ROOSEVELT, THAT SUNNY Saturday morning, could not have cared less about Little Missouri’s economic future. He had come West to kill buffalo; he was impatient to get out of town and into the Badlands, whose violet ravines beckoned excitingly in all directions. But first a guide must be found. The saloon was not yet open, and the Captain, grouchy from lack of sleep, would not say where else Roosevelt might recruit help. His son, a fat youth with whiskey-red cheeks, apparently inherited, was more helpful. He suggested that Joe Ferris, down at the cantonment, might be willing.9
About this time, perhaps, Roosevelt began to realize that hiring a professional guide would not necessarily guarantee him a buffalo. Commander Gorringe, anxious for clients, had doubtless intimated that buffalo were still plentiful in the Badlands, when Roosevelt first met him in May. Actually there had been several thousand animals left to shoot then, but the situation soon changed dramatically for the worse. In mid-June a band of excited Sioux, encouraged by the U.S. Government, had slaughtered five thousand buffalo on the plains just east of the Badlands. Throughout the summer, passengers on the Northern Pacific had blazed away at whatever beasts wandered near the tracks, leaving their carcasses to the successive depredations of skin hunters, coyotes, buzzards, and “bone merchants.” Less than a week before Roosevelt’s arrival in the Badlands, the Sioux had returned to kill off a herd of ten thousand survivors. Again, the slaughter was carried out with full federal approval; Washington knew that plains bare of buffalo would soon be bare of Indians too.10
Joe Ferris’s first reaction to Roosevelt’s proposal was negative. He was a short, husky young Canadian, built like “the power end of a pile driver.” Although his mustache was sad, his eyes were friendly—or was the gloom of the cantonment post store delusive?11 In his twenty-five-odd years, Ferris had laid railroads, jacked lumber, managed stables, and guided a succession of buffalo hunters through the Badlands, before accepting the job of barn superintendent for Commander Gorringe.
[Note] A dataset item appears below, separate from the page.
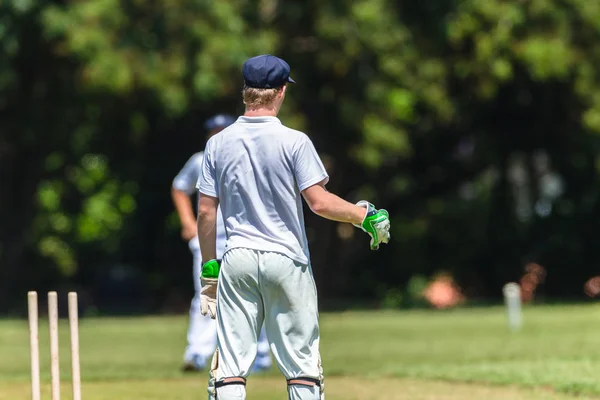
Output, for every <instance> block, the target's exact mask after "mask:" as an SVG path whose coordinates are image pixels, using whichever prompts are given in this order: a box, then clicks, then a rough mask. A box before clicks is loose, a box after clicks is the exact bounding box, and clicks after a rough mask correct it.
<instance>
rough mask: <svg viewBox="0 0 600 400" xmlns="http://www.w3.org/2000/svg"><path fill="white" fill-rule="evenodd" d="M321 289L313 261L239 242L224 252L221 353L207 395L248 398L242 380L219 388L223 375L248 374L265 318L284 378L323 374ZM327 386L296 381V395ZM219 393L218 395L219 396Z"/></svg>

For all his out-of-doors background, he was of sedentary disposition; the prospect of another expedition in pursuit of a vanishing species did not appeal to him. Neither, for that matter, did this new dude, with his owlish spectacles and frenzied grin.12 But the dude proved remarkably persuasive. There was about him the intoxicating smell of money—and Joe Ferris, whose private ambition was to become the first banker in Little Missouri, found himself agreeing to be Roosevelt’s guide for the next two weeks.